El domingo pasado una avalancha de gente llenaba de tal modo la calle 95 entre 11 y 15, que la Policía de Tránsito se vio obligada a cerrar el acceso de los automóviles.

No se trataba, como podría pensarse, de una protesta por los atascos que produce la construcción del deprimido de la 94, que ya lleva cuatro años largos (restaurar el Templo de Bel en Palmira, una joya de 2.000 años destruida por el EI, llevará cinco). Los cientos de muchachos que hacían colas interminables, y que estuvieron subiendo desde la estación de Transmilenio desde las siete de la mañana, iban por los libros que a 5.000 pesos anunciaba un librero que compra los saldos de las librerías y luego los revende.

Sí. Aunque nadie lo crea, esa horda de jóvenes de barrios apartados —muchos de los cuales no pudieron entrar por la magnitud de las colas— subía con la esperanza de conseguir libros que muy seguramente no pueden comprar en las librerías. No sé si los libros del paisa que puso el negocio —que él presenta como actividad filantrópica— son buenos o malos. Pero este no es el punto. Es lo que este simple evento revela. ¿Será que el problema de la lectura tiene que ver con la carestía de los libros?

No todo es tan sencillo como decir que lo que pasa es que en Colombia los libros son muy caros. Es ya importante que estos no tengan IVA. Son caros, sin embargo, en relación con el poder adquisitivo de la mayoría. Los importados, ni se diga, por el precio del dólar. En cuanto a los producidos aquí, en sí mismos no lo son tanto, ya que la dinámica del mercado del libro es muy compleja; según los que saben, entre el 30 y el 35% del precio al público se invierte en la producción; entre el 15 y el 20% va para el distribuidor, que se encarga de ponerlos en librerías; un 35% o más es para los libreros; y un triste 10% para el escritor, sin el cual no existiría lo demás. Como dijo en estos días el escritor Aguilera Garramuño, “…de verdad que ponerse a escribir novelas es un acto de optimismo radical: gasta uno muchos años en una quimera que podría terminar en la basura o totalmente ignorada”.

Pero todo comienza con la demanda.
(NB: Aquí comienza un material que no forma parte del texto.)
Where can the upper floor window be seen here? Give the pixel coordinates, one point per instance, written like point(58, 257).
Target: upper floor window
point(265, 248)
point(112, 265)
En un país donde casi nadie lee, toca hacer ediciones pequeñas, que encarecen el libro desde el comienzo. ¿Y por qué no hay demanda? Porque no hay hábitos de lectura. Atérrense: de acuerdo con las investigaciones, la primera razón por la que los colombianos no leen, es porque no les gusta. Y porque sus padres no leen y en la escuela la lectura es una obligación tediosa, en manos de maestros que muchas veces tampoco leen, o que lo que piden a sus alumnos son encasillamientos sin sentido. En conclusión: muchos jóvenes que leen no tienen recursos y difícilmente pueden comprar libros. Y la mayoría no se engancha a la lectura porque el sistema de enseñanza falla a la hora de seducirlos. Por todo esto, resultan tan importantes las iniciativas de los Ministerios de Educación y de Cultura, que le están apostando a la capacitación de maestros, al crecimiento de la Red de Bibliotecas Públicas, y a la campaña Leer es mi cuento. A ver si algún día esto cambia.